Concept Drift and Data Drift:
Speech Recognition Example Pipeline: Audo is connected to VAD (Voice Activity Detection) looks at long stream of audio and clips only the part that has speech and forwards it to speech recognition module in cloud which in turn generates transcript.
MLOPs fundamentals from Google Cloud (Coursera)
Some of the things we hear from data scientists are:
- keeping track of the many models we have trained is difficult.
- They want to keep track of the different versions of the code,
- the values they chose for the different hyperparameters, and
- the metrics they’re evaluating. They have trouble keeping track of which ideas had been tried,
- which ones worked, and which ones did not.
- They cannot pinpoint the best model, which is possibly trained two weeks previously, reproduce it, and run it on full production data.
- Reproducibility is a major concern because there are scientists who want to be able to re-run the best model with a more thorough parameter sweep.
- Putting a model in production is difficult unless it can be reproduced, because many companies have that as a policy or requirement.
Introduction to Kubernetes and containers:
Containers are isolated user spaces for running application code.
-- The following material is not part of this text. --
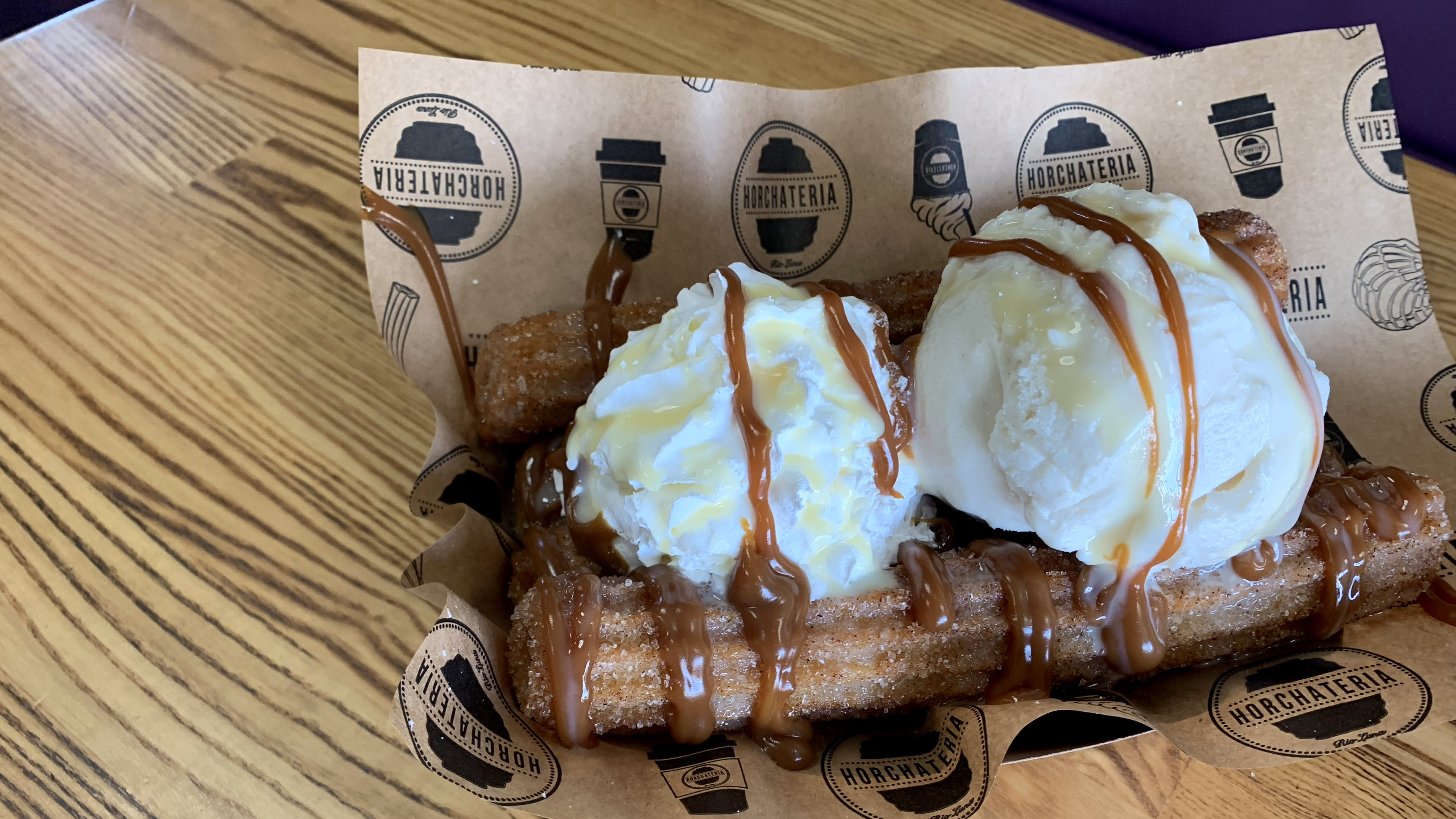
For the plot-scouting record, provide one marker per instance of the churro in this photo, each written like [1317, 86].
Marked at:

Containers are lightweight because they don’t carry a full operating system, they can be scheduled or packed tightly onto the underlying system, which is very efficient. They can be created and shut down very quickly because you’re just starting and stopping the processes that make up the application and not booting up an entire VM and initializing an operating system for each application.
The container allows you to execute your final code on VMs without worrying about software dependencies like application run times, system tools, system libraries, and other settings. You package your code with all the dependencies it needs, and the engine that executes your container, is responsible for making them available at runtime.
containers make it easier to build applications that use the microservices design pattern. That is, loosely coupled, fine-grained components. This modular design pattern allows the operating system to scale and also upgrade components of an application without affecting the application as a whole.